The overarching goal is to build upon the previous plan and provide clear, implementable and prioritized projects to expand and enhance the existing bicycle network.
For the bike plan update, the Gresham Smith team will perform the following services:
- Build a robust public involvement plan (including a series of meetings with two advisory committees) to reach every potential user group, virtually and in-person
- Update the bike network to reflect existing conditions, priority destinations or connections, and desired facility types comfortable for all ages and abilities
- Reconcile past plans into one single, unified vision for the future
- Identify a core bike network that will form the spine of the future network
- Create a prioritized and phased implementation plan that identifies “quick win” priority bicycle facilities and priorities for future capital improvement programs, with a focus on the next five years
Outreach to key stakeholder groups and the general public will begin in the coming months and carry on throughout the planning process.
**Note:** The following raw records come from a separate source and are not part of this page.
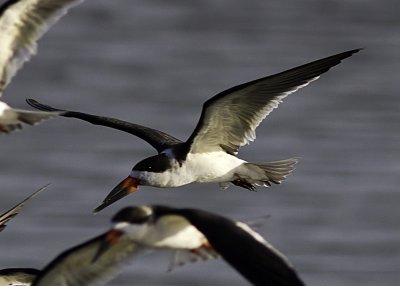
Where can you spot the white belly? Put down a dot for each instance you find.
(197, 168)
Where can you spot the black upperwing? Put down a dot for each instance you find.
(259, 263)
(158, 139)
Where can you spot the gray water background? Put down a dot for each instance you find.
(154, 63)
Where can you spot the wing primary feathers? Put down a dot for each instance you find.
(159, 140)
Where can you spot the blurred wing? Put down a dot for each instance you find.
(229, 119)
(18, 276)
(5, 217)
(184, 256)
(159, 140)
(244, 249)
(22, 23)
(75, 267)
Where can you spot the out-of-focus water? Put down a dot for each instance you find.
(155, 63)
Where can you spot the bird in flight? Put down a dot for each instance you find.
(5, 217)
(22, 23)
(193, 229)
(228, 121)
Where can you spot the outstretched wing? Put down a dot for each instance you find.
(229, 119)
(75, 266)
(244, 249)
(159, 140)
(22, 23)
(5, 217)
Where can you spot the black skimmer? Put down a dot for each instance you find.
(5, 217)
(192, 229)
(22, 23)
(18, 276)
(228, 121)
(78, 266)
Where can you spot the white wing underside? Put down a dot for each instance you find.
(76, 267)
(21, 25)
(234, 118)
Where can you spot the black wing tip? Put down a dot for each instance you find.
(43, 107)
(100, 208)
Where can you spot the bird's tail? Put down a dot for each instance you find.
(265, 174)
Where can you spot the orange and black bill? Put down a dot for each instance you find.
(109, 239)
(127, 186)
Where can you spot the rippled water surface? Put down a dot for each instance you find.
(155, 63)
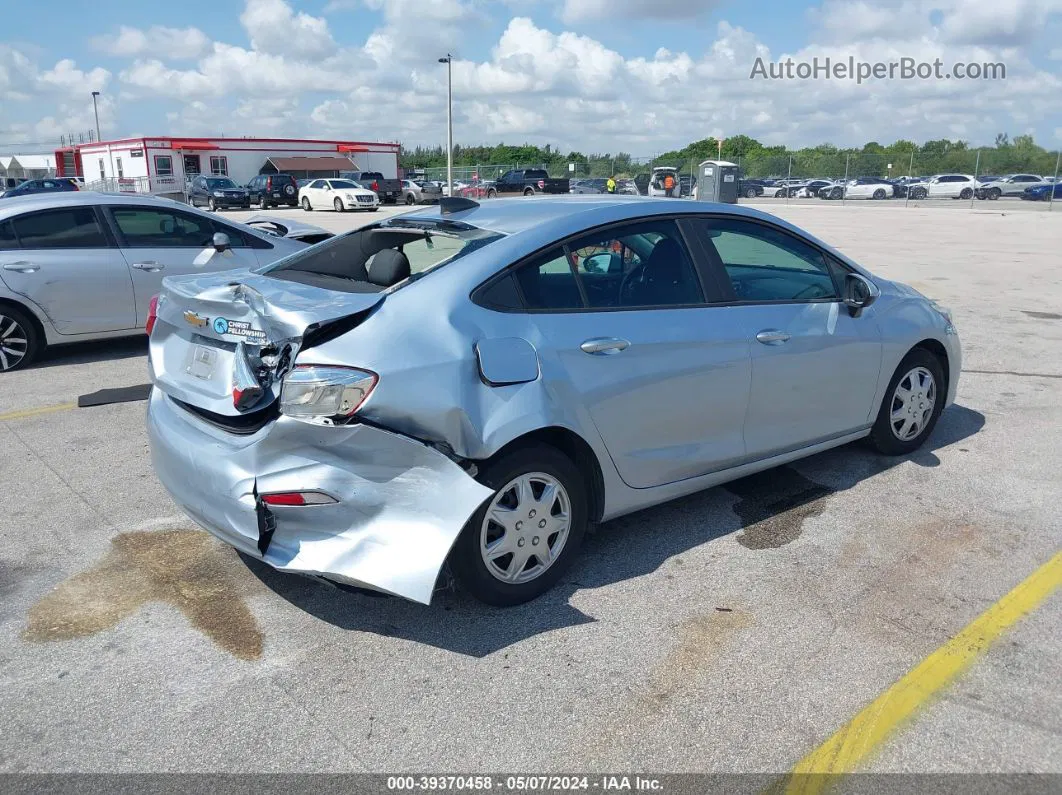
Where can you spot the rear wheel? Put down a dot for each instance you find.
(19, 341)
(521, 540)
(911, 405)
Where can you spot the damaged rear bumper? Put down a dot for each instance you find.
(400, 504)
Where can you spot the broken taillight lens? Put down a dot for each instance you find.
(152, 314)
(325, 394)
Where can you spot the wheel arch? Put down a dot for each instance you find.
(577, 449)
(938, 349)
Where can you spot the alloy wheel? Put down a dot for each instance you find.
(14, 343)
(912, 403)
(526, 528)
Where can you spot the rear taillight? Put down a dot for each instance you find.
(152, 314)
(298, 498)
(324, 394)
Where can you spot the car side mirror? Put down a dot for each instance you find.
(859, 293)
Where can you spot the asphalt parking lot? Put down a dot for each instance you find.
(732, 631)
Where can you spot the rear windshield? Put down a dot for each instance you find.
(345, 262)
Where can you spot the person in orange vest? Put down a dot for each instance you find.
(669, 185)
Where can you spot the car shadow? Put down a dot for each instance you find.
(768, 512)
(89, 352)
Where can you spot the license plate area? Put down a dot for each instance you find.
(202, 361)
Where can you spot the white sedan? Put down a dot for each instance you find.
(340, 194)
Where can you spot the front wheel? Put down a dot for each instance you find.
(19, 342)
(519, 542)
(911, 405)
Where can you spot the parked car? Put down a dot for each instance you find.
(944, 186)
(273, 189)
(339, 194)
(414, 191)
(811, 188)
(1043, 192)
(657, 182)
(84, 265)
(455, 385)
(50, 185)
(750, 188)
(388, 190)
(217, 193)
(528, 183)
(1012, 185)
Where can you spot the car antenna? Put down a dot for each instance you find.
(449, 205)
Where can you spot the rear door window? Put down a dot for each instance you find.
(69, 227)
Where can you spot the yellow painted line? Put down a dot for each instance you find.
(861, 736)
(36, 412)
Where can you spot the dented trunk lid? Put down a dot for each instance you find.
(216, 331)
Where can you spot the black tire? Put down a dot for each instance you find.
(466, 562)
(26, 329)
(881, 435)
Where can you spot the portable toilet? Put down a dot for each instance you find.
(717, 182)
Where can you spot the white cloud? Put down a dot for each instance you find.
(276, 29)
(156, 41)
(574, 12)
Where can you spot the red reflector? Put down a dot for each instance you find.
(152, 314)
(285, 498)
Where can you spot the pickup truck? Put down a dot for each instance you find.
(527, 182)
(388, 190)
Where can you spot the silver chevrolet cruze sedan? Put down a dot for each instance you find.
(474, 384)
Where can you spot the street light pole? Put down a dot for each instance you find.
(97, 114)
(449, 122)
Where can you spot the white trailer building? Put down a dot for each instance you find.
(161, 165)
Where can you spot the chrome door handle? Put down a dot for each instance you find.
(21, 266)
(772, 336)
(604, 345)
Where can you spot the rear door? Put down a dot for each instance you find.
(815, 368)
(157, 242)
(66, 262)
(663, 375)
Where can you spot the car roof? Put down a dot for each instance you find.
(17, 205)
(514, 215)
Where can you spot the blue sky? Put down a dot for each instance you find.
(635, 75)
A draft framework is expected to be created by the end of the year with additional time set aside for review and approval.
“What we’ve heard from city leaders and the community at-large is that we need to create an actionable bike plan built upon public support and readily available funding strategies,” said Bert Moore, P.E., P.L.S., PTOE, who serves as the Project Manager at Gresham Smith. “Using best practices from our team’s design and construction expertise from past multimodal master planning efforts, we’ll develop a plan that delivers feasible, implementable recommendations and sets a new bar for future updates and implementation.”
Moore is joined by Tim O’Brien, who will serve as Deputy Project Manager and has a long history of working with clients in the Dallas-Fort Worth area, as well as the firm’s core active transportation team which consists of Active Transportation Practice Leader Greg Kern and Community Transportation Planners Amanda Sapala and Katie Rowe.
In addition to using traditional methods such as historical data collection, Senior Strategist Mike Sewell will be leading a team of engineers that will collect empirical heart-rate data to pinpoint user stress from bicyclists and pedestrians along key corridors using the firm’s patent-pending empathic analytics platform. The technology collects user stresses recorded from wearables with location data to explain how users perceive safety, and allows our planning teams to better match facility types to expectations.